II. He is the Authority in the Kingdom (Luke 4:16-21, Matt. 7:28-29 Lesson pts. 2&4)
- His preaching/teaching properly frames humanity’s struggles
- True freedom (from sin’s bondage) comes only through Him
- True sight (spiritual clarity) comes only through Him
Discussion Question: “How does this truth help us approach daily issues that arise in our marriages, child-raising, careers and friendships?”
III. How Modeled how to Apply Kingdom Principles (Luke 8:4-8 Lesson pt. 3)
- Speaking in ways that people can relate to (parables, stories, quoting scripture in proper context)
- Putting the principles in action (compassion Matt. 9:36, challenging Matt. 16:23-27)
- Redirected conversations to heart issues (Matt. 5:27-28)
Discussion Question: “How does this help in trying to communicate the Gospel message to others on my circle of influence?”
Session 1 – “The Incarnation”
In the first 2 volumes of lessons we’ve been looking at the grand narrative of scripture and how it all ties to the Gospel. This lesson is a tightly condensed version of THE grand narrative. In other words, we get to see just how the Apostle John would have presented the story of Jesus to people. He would have taught and preached daily and chapter 1 of his account shows what he emphasized. Let’s look and learn from the way he told it:
Point 1- “The identity of the King who has come” (John 1:1-5)
He starts with a “Genesis Part II” picture – (In the beginning…) – back at the beginning of everything, The Word (Jesus of Nazareth) was with God.
- He was the One who created (v.3)
- Life itself was in Him (v.4)
- Pure light (truth) was in Him (v.4-5)
Discussion Question – “How do people search for truth, light and life?”
Point 2 – “The witness to the King who has come” (John 1:6-18)
He puts “John the Baptizer’s” story in perspective (since he was well known) and also mentions “we” in verse 14 describing the common experience of those who knew Him personally.

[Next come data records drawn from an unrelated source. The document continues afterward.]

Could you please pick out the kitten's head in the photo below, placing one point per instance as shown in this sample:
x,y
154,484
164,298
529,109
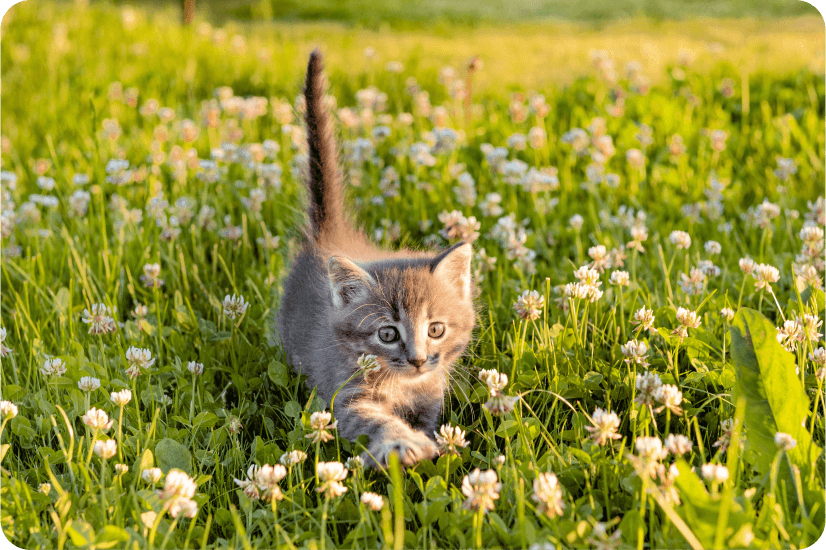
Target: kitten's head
x,y
415,315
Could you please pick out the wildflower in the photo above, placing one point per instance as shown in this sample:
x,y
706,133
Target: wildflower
x,y
292,458
331,475
450,439
680,238
670,397
99,319
605,425
765,275
151,276
4,351
647,385
138,358
152,475
368,364
784,441
88,383
678,444
53,367
529,305
547,492
634,352
97,419
234,306
620,278
715,473
320,423
481,489
373,501
687,319
644,319
106,449
8,410
121,398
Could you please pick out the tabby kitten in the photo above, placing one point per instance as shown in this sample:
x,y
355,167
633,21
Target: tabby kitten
x,y
345,297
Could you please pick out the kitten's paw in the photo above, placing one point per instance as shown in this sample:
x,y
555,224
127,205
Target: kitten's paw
x,y
411,449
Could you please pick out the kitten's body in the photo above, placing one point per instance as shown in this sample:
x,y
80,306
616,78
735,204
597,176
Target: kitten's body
x,y
344,295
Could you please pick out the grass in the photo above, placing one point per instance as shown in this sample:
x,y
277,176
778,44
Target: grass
x,y
76,91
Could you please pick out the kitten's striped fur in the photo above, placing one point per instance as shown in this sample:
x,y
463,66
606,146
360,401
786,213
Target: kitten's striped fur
x,y
342,289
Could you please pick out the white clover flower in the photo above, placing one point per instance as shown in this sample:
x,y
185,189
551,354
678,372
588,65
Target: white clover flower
x,y
481,489
152,475
8,410
373,501
678,444
97,419
644,319
106,449
121,398
605,425
138,358
450,439
331,474
368,364
320,423
88,383
620,278
635,352
53,367
196,369
292,458
715,473
784,441
680,238
547,493
647,385
529,305
234,306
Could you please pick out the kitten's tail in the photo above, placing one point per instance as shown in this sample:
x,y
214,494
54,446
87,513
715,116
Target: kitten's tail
x,y
325,181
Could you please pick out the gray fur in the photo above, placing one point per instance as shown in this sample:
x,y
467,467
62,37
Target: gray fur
x,y
342,289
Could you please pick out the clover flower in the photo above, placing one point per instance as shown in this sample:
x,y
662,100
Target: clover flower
x,y
481,489
678,444
635,352
373,501
53,367
547,493
292,458
605,425
88,383
368,364
234,306
529,305
320,423
331,475
97,419
450,439
784,441
106,449
138,358
99,319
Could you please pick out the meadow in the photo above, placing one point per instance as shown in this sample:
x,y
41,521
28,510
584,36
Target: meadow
x,y
646,204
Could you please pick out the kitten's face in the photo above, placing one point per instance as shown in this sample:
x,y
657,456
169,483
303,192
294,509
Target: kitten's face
x,y
415,316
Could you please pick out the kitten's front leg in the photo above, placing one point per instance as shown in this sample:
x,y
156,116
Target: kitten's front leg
x,y
388,433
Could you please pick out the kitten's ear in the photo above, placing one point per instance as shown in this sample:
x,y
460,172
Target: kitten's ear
x,y
453,267
347,280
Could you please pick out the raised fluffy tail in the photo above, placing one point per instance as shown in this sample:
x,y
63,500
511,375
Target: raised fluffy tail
x,y
325,181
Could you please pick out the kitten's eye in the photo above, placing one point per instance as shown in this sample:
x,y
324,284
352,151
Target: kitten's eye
x,y
388,334
436,330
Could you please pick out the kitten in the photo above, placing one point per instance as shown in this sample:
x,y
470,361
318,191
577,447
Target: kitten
x,y
345,297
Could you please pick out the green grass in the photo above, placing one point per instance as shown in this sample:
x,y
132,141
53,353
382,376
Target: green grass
x,y
67,82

- God chose to use a man to tell of His coming (as many other times too)
- They beheld His glory
- They experienced His grace and truth
Discussion Question – “Do we have a common experience to tell?”
Points 3 & 4 combined and re-titled “What the King came to do” (John 1:10-18)
He describes Jesus’ mission:
- Reconcile mankind to God (v.12)
- Be the second Adam (v.14, also 1 Cor. 15:47)
- Demonstrate grace and truth compared to the Law (v.17)
- Declare the Father (v. 18)
Discussion Question – “How are these points applicable to our own life and the lives of others?”